Re: Why do we name nodes and not edges? from Ivan Mikhailov on 2012-07-31 (semantic-web@w3.org from July 2012)

From: Ivan Mikhailov <imikhailov@openlinksw.com>
Date: Tue, 31 Jul 2012 14:34:19 +0700
To: Melvin Carvalho <melvincarvalho@gmail.com>
Cc: Semantic Web <semantic-web@w3.org>
Message-ID: <1343720059.17455.40.camel@octo.iv.dev.null>

On Wed, 2012-07-25 at 17:07 +0200, Melvin Carvalho wrote:
> Why dont edges get the same treatment, ie encouragment to give it a
> (universal) name.  Is it even practical?

It is indeed practical in some special cases. In fact, this data model
is much older than the RDF. When LISP systems kept statements as ( P S O
) lists, every list had an address and thus it could be placed in S or O
position of other statement (putting it to P would be technically
possible as well, but I don't know any real example).

It's out of RDF mainstream due to the space and processing time costs
for extra data field and indexes on it. First, note two heuristics:

N times more index trees means N times slower run at a box that cost N
times more.

N times more statements in same number of index trees means log(N) times
slower run at a box that cost from log(N) to N times more.

Next, note that big applications need G as an additional field and ACID
properties. For a database, a reasonable coverage of G,S,P,O table with
indexes require at least 4 full or 3+2 "partial+full" index trees, but
adding fifth field would multiple the number of trees by factor 3 to 5,
not plain adding one more index. According to the mentioned heuristics,
it costs much more than multiplying the number of stored statements by 6
with storing extra
[] a Statement ; graph G ; subject S ; predicate P ; object O .

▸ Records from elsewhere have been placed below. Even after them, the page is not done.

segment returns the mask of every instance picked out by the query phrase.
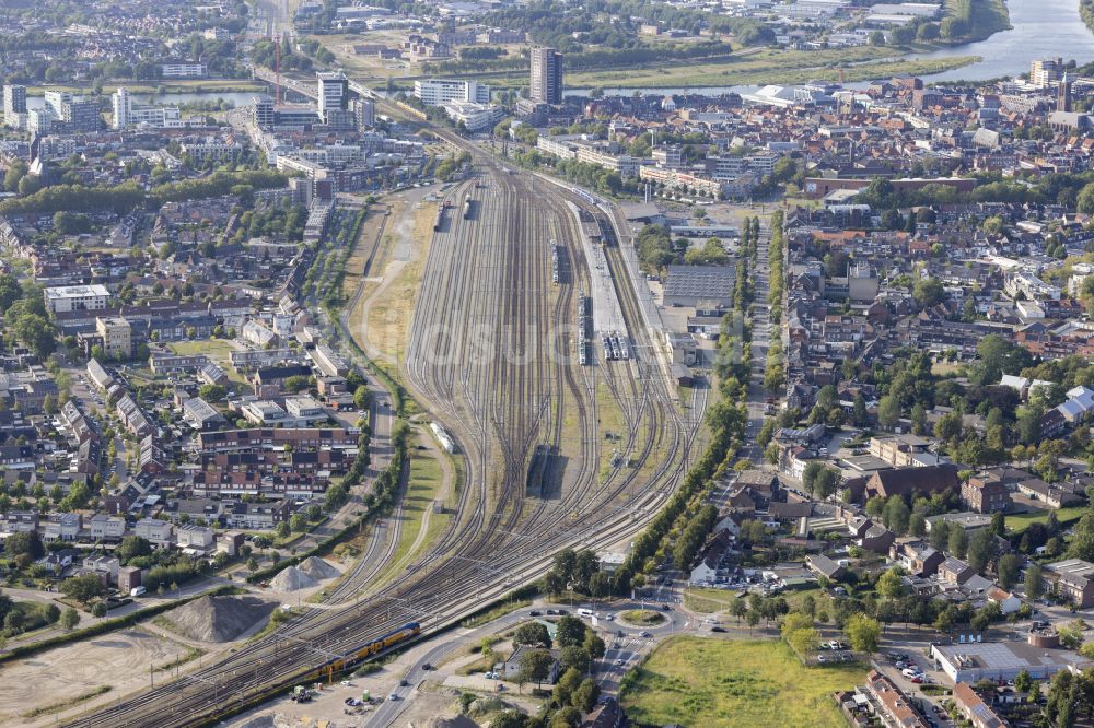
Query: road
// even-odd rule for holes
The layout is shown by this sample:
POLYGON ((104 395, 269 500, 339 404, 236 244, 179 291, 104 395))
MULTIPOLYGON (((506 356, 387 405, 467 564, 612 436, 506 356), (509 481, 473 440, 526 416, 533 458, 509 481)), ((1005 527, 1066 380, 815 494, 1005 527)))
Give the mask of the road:
MULTIPOLYGON (((452 137, 442 129, 432 131, 446 139, 452 137)), ((465 140, 453 138, 452 141, 472 151, 476 165, 489 175, 490 184, 510 177, 497 163, 482 156, 478 150, 468 148, 465 140)), ((566 316, 567 321, 570 316, 565 306, 545 310, 543 302, 537 301, 537 289, 533 284, 537 279, 529 277, 544 274, 538 267, 545 265, 543 261, 549 260, 549 256, 529 256, 527 246, 521 245, 525 240, 520 235, 519 226, 526 224, 535 230, 546 225, 546 230, 539 227, 543 231, 540 235, 552 235, 572 249, 572 227, 571 232, 567 232, 567 225, 572 225, 572 222, 559 219, 560 222, 551 224, 539 218, 545 207, 561 204, 559 197, 566 196, 552 195, 542 185, 529 187, 529 180, 522 180, 520 176, 510 179, 509 189, 516 196, 509 206, 510 214, 524 215, 526 222, 521 223, 521 218, 517 218, 512 226, 494 231, 496 235, 509 238, 510 248, 499 253, 516 256, 515 265, 494 271, 496 274, 500 270, 509 272, 497 278, 498 287, 492 295, 496 305, 511 306, 497 320, 512 327, 507 336, 515 337, 513 341, 517 351, 527 345, 521 342, 526 342, 528 337, 540 336, 532 328, 535 319, 529 319, 529 314, 533 317, 556 317, 558 320, 566 316), (534 270, 540 272, 533 273, 534 270), (525 305, 528 307, 522 308, 525 305)), ((585 203, 578 196, 571 196, 570 201, 585 203)), ((572 221, 572 215, 567 214, 566 218, 572 221)), ((499 259, 499 263, 502 261, 504 258, 499 259)), ((451 277, 453 272, 447 274, 451 277)), ((546 275, 549 280, 549 272, 546 275)), ((625 280, 619 280, 617 285, 627 301, 625 314, 630 319, 628 328, 641 331, 643 327, 638 320, 633 292, 625 280)), ((636 343, 650 345, 644 339, 636 343)), ((461 489, 458 515, 449 531, 441 535, 435 548, 408 568, 401 579, 360 606, 305 610, 305 614, 292 619, 271 636, 251 643, 214 665, 123 698, 72 725, 113 728, 217 720, 261 702, 278 688, 328 677, 330 673, 324 669, 327 665, 339 669, 356 662, 361 659, 362 646, 409 620, 419 621, 426 633, 457 624, 484 603, 508 594, 514 586, 537 578, 550 565, 554 553, 562 548, 632 538, 679 483, 690 457, 695 428, 676 414, 666 392, 668 385, 663 378, 654 375, 636 378, 631 366, 648 367, 649 363, 620 362, 606 367, 607 376, 612 376, 618 387, 621 406, 649 423, 642 431, 636 424, 624 444, 631 454, 630 460, 638 466, 629 470, 617 467, 607 480, 596 482, 596 488, 590 482, 554 504, 544 502, 514 507, 523 501, 525 460, 520 456, 520 449, 529 451, 531 443, 536 441, 524 438, 539 430, 544 421, 543 415, 537 413, 546 411, 539 409, 543 406, 540 401, 527 407, 527 398, 535 400, 537 389, 546 388, 550 392, 569 387, 573 391, 574 386, 579 389, 582 386, 577 376, 567 379, 562 368, 548 367, 536 372, 535 367, 543 366, 543 359, 533 356, 529 361, 532 366, 523 372, 520 367, 511 371, 486 367, 478 373, 480 380, 476 386, 480 394, 487 392, 488 385, 501 385, 508 389, 501 396, 508 398, 509 404, 492 412, 480 411, 480 420, 472 423, 473 428, 477 424, 479 428, 488 426, 494 431, 492 437, 498 436, 498 428, 501 427, 500 442, 508 443, 510 447, 509 454, 503 456, 507 463, 501 471, 503 477, 497 480, 499 472, 491 468, 490 457, 482 459, 481 450, 476 449, 473 439, 461 438, 462 449, 469 453, 469 474, 461 489), (643 388, 648 388, 649 394, 643 394, 643 388), (513 409, 509 410, 510 407, 513 409), (499 421, 503 426, 499 425, 499 421), (648 475, 650 484, 632 488, 633 478, 647 460, 651 460, 653 466, 652 474, 648 475), (620 497, 625 498, 622 506, 617 505, 620 497)), ((450 385, 461 381, 459 374, 453 376, 446 372, 445 376, 450 385)), ((491 401, 484 397, 476 399, 480 403, 491 401)), ((452 424, 450 418, 441 419, 445 424, 452 424)), ((562 421, 559 409, 555 410, 552 419, 546 420, 557 423, 559 428, 562 421)), ((467 432, 464 426, 455 434, 458 438, 467 432)), ((582 441, 585 442, 585 438, 582 441)), ((505 447, 502 446, 502 453, 505 447)), ((647 469, 647 473, 650 472, 647 469)))

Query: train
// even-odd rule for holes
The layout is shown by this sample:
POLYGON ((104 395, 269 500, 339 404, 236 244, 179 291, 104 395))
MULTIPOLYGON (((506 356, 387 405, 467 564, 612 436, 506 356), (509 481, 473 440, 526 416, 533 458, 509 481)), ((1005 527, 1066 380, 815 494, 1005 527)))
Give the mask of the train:
POLYGON ((382 653, 383 650, 396 645, 404 639, 411 639, 421 634, 421 624, 418 622, 407 622, 403 626, 388 632, 382 637, 376 637, 372 642, 368 643, 361 649, 353 653, 353 655, 347 660, 347 662, 356 662, 357 660, 363 660, 373 655, 382 653))

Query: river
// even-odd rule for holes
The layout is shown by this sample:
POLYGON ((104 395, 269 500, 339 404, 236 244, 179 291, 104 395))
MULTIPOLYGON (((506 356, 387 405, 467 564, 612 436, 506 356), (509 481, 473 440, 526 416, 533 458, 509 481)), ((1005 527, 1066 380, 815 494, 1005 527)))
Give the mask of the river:
MULTIPOLYGON (((979 56, 981 60, 952 71, 924 75, 934 82, 986 81, 1015 77, 1029 72, 1035 58, 1076 60, 1080 64, 1094 61, 1094 34, 1079 15, 1079 0, 1010 0, 1006 3, 1011 17, 1010 31, 996 33, 986 40, 964 46, 940 48, 926 54, 912 54, 909 59, 952 58, 979 56)), ((865 83, 848 83, 848 87, 864 87, 865 83)), ((605 89, 609 95, 630 96, 636 91, 643 94, 683 94, 701 91, 707 94, 748 93, 757 86, 715 86, 698 89, 605 89)), ((587 95, 589 89, 567 89, 566 93, 587 95)))

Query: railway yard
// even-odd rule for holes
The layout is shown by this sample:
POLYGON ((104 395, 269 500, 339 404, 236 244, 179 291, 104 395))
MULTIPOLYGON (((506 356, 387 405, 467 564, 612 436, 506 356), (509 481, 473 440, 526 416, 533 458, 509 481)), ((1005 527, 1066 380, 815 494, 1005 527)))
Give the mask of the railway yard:
POLYGON ((512 174, 445 134, 473 153, 474 172, 439 208, 398 365, 458 453, 447 525, 397 578, 376 584, 400 538, 396 510, 373 524, 326 603, 304 603, 220 661, 112 695, 70 725, 213 721, 292 685, 331 681, 531 584, 563 548, 626 542, 674 491, 706 389, 688 410, 676 403, 616 221, 587 195, 512 174), (612 312, 609 330, 595 328, 597 310, 612 312))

So there's no "scientific" or "philosophical" reason to keep edges not
named "by default", it's all about money. As a database vendor, we're
getting related questions from customers quite regularly, but no one
found the fifth column practical enough to write a feature request and
sign a contract.

The workaround for small systems is to keep G unique. "One triple per
graph" policy turns graph IRI into convenient edge IRI and the
application developer can use the existing infrastructure for free.

Best Regards,

Ivan Mikhailov
OpenLink Software
http://virtuoso.openlinksw.com

Received on Tuesday, 31 July 2012 07:34:56 UTC